Hobby Warehouse Group has one of Australia’s leading baby, toy and hobby e-commerce platforms with over 1 million subscribers.
The transaction is expected to provide immediate growth and diversification for Funtastic, particularly with respect to business-to-business operations, the company said.
Combined, the company’s revenue is about $53.2m, with synergies from the operation expected to return Funtastic to profitability.
Funtastic will pay Hobby Warehouse $32.6m for the business through its shares priced at 11.2c each. Mr Mittoni, who founded Hobby Warehouse, will be managing director of the merged company.
With respect to the equity raising, shares will be sold at 11.2c each and the company will convert $6m of its debt held with major shareholder, Jaszac Investments, to shares at the placement price.
The balance of the debt to Jaszac, which is about $3m, will be repaid from the proceeds of the placement.
Jaszac has also indicated that it may participate in the placement for up to $3 million.
Following the merger, Funtastic is expected to have a $20.7m net cash position and a $74m enterprise value.
Funtastic said the acquisition would expand Funtastic’s online reach, while its wholesale division is expected to benefit from a wider range of family oriented lifestyle products that complement Funtastic’s current brands which include Razor scooters, Chill Factor, Moochies, Learning Resources and Floaties.
Toys R Us and Babies R Us re-entered the Australian market in June 2019 following Hobby Warehouse Group’s acquisition of a licence agreement with Tru Kids, Inc., the US-based owners of the Toys R Us and Babies R Us brands.
This offered the exclusive rights to use the Toys R Us and Babies R Us brands in Australia and New Zealand.
“It’s been a challenging few years for Funtastic, however we have finally found the right vehicle to allow our brands and shareholders to accelerate growth within the fast growing online retailing space with two of the world’s most trusted children’s retail brands, Toys R Us and Babies R Us, which are complementary to our existing brands,” said chairman Bernie Brookes.
“The wider range of baby, toy and hobby products that will be distributed via the Funtastic distribution arm will allow us to develop more innovative digital and sourcing strategies to support both our physical and online retail customers in Australia.”
Mr Brookes said that he would step down as chairman of Funtastic following delivery of the strategic re-positioning of the company, in line with his commitment to Funtastic shareholders on appointment.
The new chairman would be former Crossmark Asia Pacific chairman Kevin Moore.
“We have been able to build one of the fastest growing online retailers in Australia and New Zealand, Mr Mittoni said.
“This is the next phase of the Toys R Us relaunch.
“We will continue to build new physical and digital logistics and shopper facing infrastructure to scale profitably.”

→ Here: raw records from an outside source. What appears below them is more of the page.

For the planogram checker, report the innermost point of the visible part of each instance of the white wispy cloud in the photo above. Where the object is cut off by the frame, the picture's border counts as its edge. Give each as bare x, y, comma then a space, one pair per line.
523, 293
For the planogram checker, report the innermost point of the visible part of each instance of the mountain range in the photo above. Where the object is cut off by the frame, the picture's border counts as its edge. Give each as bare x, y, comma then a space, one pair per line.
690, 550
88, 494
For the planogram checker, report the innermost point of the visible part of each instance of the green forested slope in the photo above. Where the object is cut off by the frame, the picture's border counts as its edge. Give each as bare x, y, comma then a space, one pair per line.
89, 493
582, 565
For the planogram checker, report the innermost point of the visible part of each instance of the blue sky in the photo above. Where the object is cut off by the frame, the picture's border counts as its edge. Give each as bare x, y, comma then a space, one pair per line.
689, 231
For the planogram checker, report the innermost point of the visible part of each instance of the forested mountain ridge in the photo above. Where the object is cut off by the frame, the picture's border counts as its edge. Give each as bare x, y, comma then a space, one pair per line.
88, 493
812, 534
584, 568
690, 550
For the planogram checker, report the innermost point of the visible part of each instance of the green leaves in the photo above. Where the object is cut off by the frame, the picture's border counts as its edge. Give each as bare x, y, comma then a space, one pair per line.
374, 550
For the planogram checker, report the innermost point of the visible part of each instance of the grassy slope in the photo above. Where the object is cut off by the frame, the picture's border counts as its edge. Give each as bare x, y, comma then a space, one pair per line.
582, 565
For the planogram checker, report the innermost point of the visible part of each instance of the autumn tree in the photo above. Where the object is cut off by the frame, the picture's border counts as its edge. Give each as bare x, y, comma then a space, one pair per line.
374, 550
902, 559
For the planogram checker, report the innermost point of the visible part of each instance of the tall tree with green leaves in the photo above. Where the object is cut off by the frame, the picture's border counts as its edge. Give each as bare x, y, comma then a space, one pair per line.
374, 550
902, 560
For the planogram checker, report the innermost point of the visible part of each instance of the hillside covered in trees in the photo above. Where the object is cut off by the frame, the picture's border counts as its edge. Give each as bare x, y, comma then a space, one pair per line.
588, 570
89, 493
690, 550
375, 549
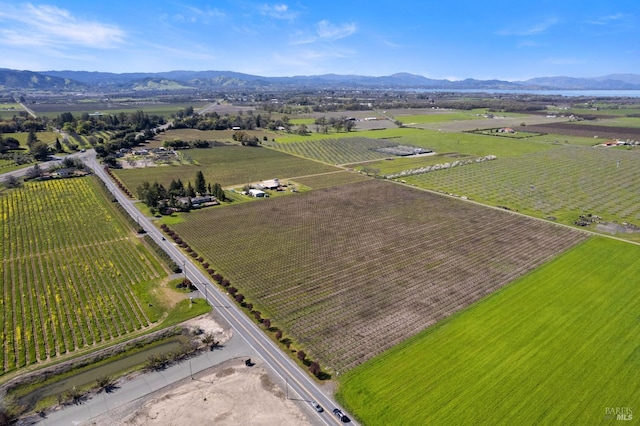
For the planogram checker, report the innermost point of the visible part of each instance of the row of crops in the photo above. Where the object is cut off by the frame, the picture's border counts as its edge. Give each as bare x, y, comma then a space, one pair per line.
562, 183
351, 270
68, 267
337, 151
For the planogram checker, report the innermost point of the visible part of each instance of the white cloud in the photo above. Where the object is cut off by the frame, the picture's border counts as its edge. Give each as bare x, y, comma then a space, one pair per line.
562, 61
604, 20
277, 11
42, 25
528, 43
529, 30
328, 31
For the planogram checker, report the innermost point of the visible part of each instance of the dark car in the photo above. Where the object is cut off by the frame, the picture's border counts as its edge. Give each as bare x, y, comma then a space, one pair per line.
339, 414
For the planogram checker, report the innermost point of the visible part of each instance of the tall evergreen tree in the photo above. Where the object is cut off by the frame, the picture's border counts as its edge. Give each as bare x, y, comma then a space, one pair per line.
200, 185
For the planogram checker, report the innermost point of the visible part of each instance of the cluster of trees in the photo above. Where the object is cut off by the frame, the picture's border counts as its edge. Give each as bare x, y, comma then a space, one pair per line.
245, 139
38, 149
22, 123
180, 144
337, 123
215, 121
85, 124
156, 196
7, 144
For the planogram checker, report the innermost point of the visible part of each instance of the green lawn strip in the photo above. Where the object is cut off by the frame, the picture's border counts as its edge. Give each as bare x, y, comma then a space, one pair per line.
436, 117
185, 310
558, 345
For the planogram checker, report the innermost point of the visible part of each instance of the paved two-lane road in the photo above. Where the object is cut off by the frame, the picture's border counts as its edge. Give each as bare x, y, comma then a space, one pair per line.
299, 383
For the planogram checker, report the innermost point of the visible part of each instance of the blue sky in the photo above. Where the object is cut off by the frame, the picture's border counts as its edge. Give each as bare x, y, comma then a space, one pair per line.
508, 40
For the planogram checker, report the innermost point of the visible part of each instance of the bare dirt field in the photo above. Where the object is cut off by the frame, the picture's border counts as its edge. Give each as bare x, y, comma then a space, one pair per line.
355, 269
227, 394
591, 131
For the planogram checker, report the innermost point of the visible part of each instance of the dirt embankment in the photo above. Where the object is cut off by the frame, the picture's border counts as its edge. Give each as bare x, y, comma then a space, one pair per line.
227, 394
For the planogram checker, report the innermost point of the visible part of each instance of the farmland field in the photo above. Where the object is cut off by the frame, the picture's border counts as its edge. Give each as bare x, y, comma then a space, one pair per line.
69, 267
558, 346
352, 270
563, 182
227, 165
337, 151
331, 179
591, 130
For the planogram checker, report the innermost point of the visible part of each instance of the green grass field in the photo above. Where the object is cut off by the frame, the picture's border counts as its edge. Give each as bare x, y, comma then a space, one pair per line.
227, 165
435, 117
557, 346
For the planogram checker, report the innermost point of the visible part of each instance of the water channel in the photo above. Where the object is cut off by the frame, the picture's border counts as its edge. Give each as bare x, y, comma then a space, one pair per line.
88, 376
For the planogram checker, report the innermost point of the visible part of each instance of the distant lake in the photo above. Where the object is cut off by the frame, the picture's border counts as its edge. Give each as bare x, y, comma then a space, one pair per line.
555, 92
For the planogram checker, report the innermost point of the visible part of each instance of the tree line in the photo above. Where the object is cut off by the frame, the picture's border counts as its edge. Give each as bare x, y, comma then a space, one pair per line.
157, 197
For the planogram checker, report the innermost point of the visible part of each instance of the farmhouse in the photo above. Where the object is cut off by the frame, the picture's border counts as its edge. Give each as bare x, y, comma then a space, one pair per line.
200, 201
269, 184
257, 193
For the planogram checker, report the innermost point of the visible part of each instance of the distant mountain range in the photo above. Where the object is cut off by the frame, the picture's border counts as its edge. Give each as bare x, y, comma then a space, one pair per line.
13, 80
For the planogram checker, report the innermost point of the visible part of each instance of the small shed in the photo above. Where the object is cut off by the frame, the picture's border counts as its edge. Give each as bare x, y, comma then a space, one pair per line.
257, 193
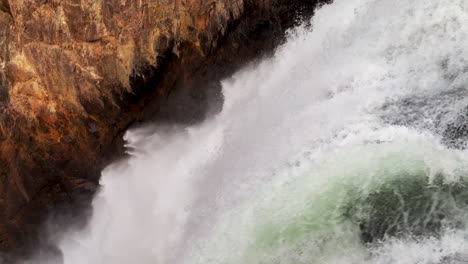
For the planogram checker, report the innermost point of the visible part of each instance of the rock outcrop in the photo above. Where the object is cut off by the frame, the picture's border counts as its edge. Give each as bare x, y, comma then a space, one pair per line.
75, 74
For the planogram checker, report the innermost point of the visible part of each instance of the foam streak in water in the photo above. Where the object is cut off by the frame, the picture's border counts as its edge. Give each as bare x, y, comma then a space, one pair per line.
329, 152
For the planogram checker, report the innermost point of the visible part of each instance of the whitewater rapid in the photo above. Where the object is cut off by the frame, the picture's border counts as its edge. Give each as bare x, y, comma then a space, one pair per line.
332, 151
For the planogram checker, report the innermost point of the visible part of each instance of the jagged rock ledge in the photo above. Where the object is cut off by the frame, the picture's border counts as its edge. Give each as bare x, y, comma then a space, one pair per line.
75, 74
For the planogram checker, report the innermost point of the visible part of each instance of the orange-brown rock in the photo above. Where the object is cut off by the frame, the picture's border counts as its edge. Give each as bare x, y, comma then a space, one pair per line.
75, 74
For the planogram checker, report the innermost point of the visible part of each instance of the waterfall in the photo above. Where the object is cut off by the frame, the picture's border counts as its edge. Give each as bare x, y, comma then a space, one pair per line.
334, 150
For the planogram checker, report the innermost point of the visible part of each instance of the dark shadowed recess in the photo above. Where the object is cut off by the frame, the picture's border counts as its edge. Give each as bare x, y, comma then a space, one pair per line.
182, 90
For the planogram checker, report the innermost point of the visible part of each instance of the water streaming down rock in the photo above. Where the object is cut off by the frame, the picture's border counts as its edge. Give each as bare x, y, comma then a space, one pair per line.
335, 150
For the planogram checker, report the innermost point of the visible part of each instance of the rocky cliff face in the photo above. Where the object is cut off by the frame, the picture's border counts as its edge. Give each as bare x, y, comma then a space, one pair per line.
75, 74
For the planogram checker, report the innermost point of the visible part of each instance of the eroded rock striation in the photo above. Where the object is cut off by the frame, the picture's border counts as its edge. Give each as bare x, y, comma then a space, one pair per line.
75, 74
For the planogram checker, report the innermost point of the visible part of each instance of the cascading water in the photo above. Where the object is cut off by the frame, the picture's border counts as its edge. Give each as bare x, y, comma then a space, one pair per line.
332, 151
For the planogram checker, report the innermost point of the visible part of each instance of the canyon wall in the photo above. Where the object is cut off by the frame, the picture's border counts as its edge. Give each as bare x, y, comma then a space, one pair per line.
75, 74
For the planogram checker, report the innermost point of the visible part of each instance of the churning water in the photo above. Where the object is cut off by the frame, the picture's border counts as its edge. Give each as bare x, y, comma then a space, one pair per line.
335, 150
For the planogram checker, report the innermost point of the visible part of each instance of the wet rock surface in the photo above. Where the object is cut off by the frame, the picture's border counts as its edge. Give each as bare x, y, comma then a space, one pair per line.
75, 74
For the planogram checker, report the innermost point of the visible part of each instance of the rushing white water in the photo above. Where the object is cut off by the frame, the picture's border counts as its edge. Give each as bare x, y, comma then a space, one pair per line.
329, 152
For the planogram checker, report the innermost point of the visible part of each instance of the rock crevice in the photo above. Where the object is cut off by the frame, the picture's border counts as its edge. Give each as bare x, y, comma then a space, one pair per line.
75, 74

Funtastic, once a soaring small-capitalisation market darling, has struggled in recent years. An attempt to delist the company about two years ago failed and the board has been trying to turn around the underperforming business.
When Toys R Us collapsed in 2018, it was Funtastic’s fourth largest trading partner and it was forced to downgrade its full-year earnings guidance by as much as $1m.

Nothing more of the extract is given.